This post was created in partnership with Moloco
Are Google AI overviews wreaking havoc on your brand’s discovery strategy? How likely is it that AI might make your brand’s offers obsolete?
During a CES 2026 ADWEEK House session co-hosted with Moloco, Jenny Rooney, chief brand and community officer at ADWEEK, sat down with Paul D’Arcy, Moloco’s CMO, to preview his firm’s AI Disruption Index and what it means for the traditional marketing funnel.
Doing battle with the AI overview
“When an AI overview on Google is shown, 80% of the time, there is no click,” D’Arcy said. “That’s a rate of behavioral change that really is unprecedented.”
Another concerning stat? D’Arcy shared that 75% of consumers believe agents and large language models (LLMs) could help them find better deals than they can find on their own.
These findings prompted Moloco, in collaboration with BCG, to develop the AI Disruption Index, a framework that shows how exposed brands are to AI-driven disruption in discovery and core services. Based on the strength of customer relationships and the likelihood that AI could replace or intercept key business functions, 15 verticals were mapped across four quadrants.
According to D’Arcy, the “most worrisome” quadrant includes industries with weaker customer relationships and a higher risk of AI disruption. Examples include travel, retail and commerce, education, and news.
Industries that have customer relationships that aren’t as strong as others, but a lower risk of AI disruption, are found within the “undefended” quadrant. “Gaming is a great example of this,” explained D’Arcy, since it’s not yet being disrupted by LLMs. “Here, the key strategies are often figuring out how to build more loyalty and longer-term relationships.”

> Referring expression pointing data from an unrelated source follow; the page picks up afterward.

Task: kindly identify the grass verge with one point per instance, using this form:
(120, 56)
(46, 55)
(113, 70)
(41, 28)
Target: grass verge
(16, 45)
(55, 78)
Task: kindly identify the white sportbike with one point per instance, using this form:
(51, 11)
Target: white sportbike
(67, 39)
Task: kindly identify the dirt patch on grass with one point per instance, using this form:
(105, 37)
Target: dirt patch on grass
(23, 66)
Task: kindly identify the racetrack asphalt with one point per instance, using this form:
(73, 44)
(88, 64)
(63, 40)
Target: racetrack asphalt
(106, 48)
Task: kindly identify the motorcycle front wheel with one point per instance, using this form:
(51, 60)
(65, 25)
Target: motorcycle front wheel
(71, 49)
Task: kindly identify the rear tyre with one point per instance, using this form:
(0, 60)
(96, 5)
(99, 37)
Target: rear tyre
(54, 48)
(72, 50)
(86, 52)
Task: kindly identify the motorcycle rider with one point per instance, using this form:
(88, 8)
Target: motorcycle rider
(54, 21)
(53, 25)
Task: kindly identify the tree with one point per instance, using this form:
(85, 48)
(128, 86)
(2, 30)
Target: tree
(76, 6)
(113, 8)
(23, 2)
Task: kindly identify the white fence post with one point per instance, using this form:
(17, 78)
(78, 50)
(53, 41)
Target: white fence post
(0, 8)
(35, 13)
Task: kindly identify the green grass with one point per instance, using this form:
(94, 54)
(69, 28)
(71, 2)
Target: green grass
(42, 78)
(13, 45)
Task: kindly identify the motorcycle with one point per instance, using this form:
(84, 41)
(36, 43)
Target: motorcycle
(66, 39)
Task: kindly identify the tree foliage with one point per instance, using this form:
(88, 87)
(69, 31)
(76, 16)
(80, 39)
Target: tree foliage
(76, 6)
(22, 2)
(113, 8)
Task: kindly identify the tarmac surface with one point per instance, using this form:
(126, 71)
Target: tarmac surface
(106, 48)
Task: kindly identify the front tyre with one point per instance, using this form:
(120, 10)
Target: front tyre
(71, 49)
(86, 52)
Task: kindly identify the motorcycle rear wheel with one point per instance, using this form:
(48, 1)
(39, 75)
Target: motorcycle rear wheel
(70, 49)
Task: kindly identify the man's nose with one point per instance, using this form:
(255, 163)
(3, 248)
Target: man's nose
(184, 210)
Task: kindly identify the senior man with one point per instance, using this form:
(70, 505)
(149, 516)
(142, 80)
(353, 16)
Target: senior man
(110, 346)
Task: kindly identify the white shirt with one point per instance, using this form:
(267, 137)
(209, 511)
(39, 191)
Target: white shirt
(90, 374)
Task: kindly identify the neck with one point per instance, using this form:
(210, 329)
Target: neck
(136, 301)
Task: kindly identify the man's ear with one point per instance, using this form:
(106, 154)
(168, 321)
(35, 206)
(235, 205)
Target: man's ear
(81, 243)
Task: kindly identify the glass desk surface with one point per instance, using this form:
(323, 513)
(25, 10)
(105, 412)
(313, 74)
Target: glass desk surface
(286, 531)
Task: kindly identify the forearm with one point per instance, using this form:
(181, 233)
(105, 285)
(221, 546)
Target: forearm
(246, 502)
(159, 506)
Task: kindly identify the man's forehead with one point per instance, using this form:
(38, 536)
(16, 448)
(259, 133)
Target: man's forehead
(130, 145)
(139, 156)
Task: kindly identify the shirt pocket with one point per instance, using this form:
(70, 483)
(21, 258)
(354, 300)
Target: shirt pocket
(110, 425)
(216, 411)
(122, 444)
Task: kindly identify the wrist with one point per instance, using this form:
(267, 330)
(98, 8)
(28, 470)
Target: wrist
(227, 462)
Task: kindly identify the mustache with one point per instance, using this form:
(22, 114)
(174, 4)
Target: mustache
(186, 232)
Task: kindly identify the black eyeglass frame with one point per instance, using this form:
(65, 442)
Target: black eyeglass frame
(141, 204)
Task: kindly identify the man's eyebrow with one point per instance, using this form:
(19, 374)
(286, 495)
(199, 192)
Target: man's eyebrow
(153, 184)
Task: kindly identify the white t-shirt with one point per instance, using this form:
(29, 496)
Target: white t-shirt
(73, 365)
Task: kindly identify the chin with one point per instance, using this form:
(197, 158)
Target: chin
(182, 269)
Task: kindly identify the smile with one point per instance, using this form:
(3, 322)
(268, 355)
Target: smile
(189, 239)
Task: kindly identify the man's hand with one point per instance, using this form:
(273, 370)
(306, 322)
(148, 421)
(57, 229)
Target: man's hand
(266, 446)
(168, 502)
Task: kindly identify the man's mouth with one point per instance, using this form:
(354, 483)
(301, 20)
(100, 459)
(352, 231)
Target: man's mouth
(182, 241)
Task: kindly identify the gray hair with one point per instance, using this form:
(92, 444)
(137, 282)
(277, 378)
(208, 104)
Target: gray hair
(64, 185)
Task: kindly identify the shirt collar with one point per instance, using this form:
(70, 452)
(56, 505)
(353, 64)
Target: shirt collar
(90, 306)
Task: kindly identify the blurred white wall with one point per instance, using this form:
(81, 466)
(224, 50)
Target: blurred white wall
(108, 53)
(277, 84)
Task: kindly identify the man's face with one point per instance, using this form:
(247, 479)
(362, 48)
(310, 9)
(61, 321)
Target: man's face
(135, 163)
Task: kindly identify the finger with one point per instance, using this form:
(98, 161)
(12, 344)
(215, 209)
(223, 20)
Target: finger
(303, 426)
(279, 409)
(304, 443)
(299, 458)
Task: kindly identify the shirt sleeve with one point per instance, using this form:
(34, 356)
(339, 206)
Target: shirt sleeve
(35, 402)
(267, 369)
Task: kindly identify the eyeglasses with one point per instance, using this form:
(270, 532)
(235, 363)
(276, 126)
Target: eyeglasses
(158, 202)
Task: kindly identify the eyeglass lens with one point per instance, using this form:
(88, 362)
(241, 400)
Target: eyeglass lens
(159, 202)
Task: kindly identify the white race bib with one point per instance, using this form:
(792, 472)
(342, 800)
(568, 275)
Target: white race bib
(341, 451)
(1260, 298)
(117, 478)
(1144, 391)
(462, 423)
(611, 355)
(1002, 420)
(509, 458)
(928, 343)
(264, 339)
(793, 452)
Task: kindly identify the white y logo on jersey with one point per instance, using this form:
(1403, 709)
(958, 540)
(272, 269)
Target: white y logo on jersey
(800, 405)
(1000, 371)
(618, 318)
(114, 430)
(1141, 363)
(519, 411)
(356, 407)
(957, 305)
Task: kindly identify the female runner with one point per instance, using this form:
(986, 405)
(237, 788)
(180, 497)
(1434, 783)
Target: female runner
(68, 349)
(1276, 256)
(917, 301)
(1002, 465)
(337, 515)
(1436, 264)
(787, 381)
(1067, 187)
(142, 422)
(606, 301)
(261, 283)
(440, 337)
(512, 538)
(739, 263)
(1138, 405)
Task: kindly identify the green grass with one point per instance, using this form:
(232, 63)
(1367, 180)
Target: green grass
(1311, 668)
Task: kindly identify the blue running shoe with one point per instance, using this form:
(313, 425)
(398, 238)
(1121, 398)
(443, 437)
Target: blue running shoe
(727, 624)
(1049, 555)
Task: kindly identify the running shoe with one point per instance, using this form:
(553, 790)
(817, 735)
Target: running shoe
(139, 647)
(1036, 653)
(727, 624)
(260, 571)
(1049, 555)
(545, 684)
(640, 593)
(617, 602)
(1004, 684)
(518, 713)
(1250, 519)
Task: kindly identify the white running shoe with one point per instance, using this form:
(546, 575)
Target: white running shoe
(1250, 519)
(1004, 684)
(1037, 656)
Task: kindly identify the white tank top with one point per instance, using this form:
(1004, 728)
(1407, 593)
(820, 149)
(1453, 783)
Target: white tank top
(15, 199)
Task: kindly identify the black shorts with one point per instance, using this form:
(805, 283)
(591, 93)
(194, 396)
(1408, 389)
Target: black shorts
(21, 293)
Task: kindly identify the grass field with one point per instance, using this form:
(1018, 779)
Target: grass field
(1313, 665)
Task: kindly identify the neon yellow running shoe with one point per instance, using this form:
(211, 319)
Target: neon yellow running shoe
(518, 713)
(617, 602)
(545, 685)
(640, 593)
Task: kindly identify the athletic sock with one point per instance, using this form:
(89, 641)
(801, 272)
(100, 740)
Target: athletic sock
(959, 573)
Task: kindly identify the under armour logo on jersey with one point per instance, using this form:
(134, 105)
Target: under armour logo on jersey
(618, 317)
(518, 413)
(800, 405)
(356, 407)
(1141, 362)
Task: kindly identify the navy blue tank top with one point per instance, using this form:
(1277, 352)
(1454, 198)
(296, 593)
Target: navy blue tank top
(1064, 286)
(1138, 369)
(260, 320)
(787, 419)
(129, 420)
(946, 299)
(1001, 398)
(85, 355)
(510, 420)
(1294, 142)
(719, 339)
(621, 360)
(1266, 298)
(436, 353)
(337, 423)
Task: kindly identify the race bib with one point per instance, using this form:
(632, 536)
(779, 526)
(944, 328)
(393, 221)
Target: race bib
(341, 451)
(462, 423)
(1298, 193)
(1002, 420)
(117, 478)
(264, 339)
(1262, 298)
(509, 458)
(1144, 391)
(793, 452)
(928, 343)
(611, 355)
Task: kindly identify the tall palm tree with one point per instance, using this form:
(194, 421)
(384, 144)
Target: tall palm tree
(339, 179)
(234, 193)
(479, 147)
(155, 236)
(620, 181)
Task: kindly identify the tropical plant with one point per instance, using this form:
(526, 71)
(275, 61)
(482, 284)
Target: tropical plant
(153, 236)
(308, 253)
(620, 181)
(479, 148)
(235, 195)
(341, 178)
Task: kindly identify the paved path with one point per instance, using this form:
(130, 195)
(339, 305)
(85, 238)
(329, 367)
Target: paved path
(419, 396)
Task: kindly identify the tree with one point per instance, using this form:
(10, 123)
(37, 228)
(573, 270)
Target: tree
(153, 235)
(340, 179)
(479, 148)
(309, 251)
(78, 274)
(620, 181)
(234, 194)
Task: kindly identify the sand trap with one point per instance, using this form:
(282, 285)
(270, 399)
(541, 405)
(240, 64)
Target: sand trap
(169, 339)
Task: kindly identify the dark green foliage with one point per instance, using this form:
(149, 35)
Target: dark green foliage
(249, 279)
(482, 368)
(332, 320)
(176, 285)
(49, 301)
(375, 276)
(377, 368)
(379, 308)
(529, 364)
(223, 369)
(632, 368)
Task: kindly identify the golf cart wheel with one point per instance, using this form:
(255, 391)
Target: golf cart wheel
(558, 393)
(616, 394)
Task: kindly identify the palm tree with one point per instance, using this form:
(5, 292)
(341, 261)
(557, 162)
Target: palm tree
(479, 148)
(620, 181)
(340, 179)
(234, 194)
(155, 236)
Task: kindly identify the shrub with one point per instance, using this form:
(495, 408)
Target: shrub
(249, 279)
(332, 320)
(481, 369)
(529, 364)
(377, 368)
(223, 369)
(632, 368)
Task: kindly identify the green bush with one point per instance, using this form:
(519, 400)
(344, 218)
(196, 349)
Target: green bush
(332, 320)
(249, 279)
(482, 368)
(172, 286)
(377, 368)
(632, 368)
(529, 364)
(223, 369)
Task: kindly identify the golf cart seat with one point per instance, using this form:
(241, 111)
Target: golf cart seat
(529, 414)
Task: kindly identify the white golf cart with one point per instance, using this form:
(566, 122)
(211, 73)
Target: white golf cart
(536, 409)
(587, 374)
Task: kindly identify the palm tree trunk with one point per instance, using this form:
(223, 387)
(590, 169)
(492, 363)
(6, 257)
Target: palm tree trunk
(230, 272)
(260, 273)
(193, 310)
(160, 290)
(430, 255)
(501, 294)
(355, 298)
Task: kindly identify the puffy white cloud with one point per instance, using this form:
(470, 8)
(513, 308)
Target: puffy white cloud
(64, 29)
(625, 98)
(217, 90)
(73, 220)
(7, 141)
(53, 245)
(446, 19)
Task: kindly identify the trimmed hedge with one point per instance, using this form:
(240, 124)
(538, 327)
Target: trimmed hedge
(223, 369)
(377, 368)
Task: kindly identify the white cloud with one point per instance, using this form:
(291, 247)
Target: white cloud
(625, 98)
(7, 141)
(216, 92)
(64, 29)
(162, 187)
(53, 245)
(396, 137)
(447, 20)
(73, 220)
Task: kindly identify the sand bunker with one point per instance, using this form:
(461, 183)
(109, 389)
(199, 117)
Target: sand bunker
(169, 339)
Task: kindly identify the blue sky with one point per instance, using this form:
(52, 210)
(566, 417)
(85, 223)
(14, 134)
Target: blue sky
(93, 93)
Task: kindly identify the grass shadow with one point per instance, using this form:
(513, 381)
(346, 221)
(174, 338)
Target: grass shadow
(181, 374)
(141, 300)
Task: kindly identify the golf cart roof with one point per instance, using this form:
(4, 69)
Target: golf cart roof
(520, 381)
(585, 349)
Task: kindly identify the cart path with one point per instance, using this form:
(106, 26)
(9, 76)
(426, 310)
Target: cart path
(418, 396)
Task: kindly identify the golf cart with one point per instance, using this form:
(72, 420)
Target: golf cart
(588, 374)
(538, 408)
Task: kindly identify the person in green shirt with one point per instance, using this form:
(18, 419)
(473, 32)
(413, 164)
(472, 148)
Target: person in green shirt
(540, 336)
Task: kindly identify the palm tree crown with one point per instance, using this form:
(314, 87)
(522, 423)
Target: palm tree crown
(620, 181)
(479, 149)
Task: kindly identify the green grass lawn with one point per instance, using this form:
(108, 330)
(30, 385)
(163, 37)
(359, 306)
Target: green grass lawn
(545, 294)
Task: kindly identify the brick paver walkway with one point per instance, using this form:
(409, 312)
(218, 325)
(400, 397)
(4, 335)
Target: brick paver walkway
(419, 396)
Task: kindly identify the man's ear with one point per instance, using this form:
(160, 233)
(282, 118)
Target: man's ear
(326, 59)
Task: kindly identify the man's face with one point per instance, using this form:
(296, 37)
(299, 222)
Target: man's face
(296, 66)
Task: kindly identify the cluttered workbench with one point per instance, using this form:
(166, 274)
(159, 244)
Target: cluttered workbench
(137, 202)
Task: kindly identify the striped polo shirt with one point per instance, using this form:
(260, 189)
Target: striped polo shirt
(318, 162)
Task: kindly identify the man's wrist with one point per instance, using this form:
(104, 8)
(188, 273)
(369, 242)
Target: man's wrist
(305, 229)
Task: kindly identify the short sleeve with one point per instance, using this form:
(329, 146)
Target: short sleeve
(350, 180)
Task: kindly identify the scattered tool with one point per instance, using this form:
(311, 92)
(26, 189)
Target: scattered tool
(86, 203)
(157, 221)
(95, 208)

Meanwhile, industries with strong customer relationships and less disruption are labeled as “secured,” at least for now. Financial services and social media sit here because they typically have long-term consumer loyalty and haven’t been as susceptible to disruption from text-based content, he explained.
The last quadrant, D’Arcy shared, is “contested,” and features productivity tools like Slack, Microsoft Office, and Dropbox. Here, loyalty is high, but so is AI disruption risk. “These organizations are quickly becoming AI-first in a lot of their offerings, so that there aren’t alternative solutions to compete with them.”
Marketing maneuvers in the matrix
Brands that traditionally relied on organic search traffic for discovery have been hardest hit. “These businesses have been feeling this pain for more than a year at this point,” he said.
Where consumers used to go to different sites, read reviews, and look at buyer’s guides, now they just ask a single question of an LLM and get an answer. “It’s replaced that entire discovery process,” D’Arcy explained. “It’s a very strong, disruptive product experience that’s leading to deeper and deeper adoption at a very rapid rate.”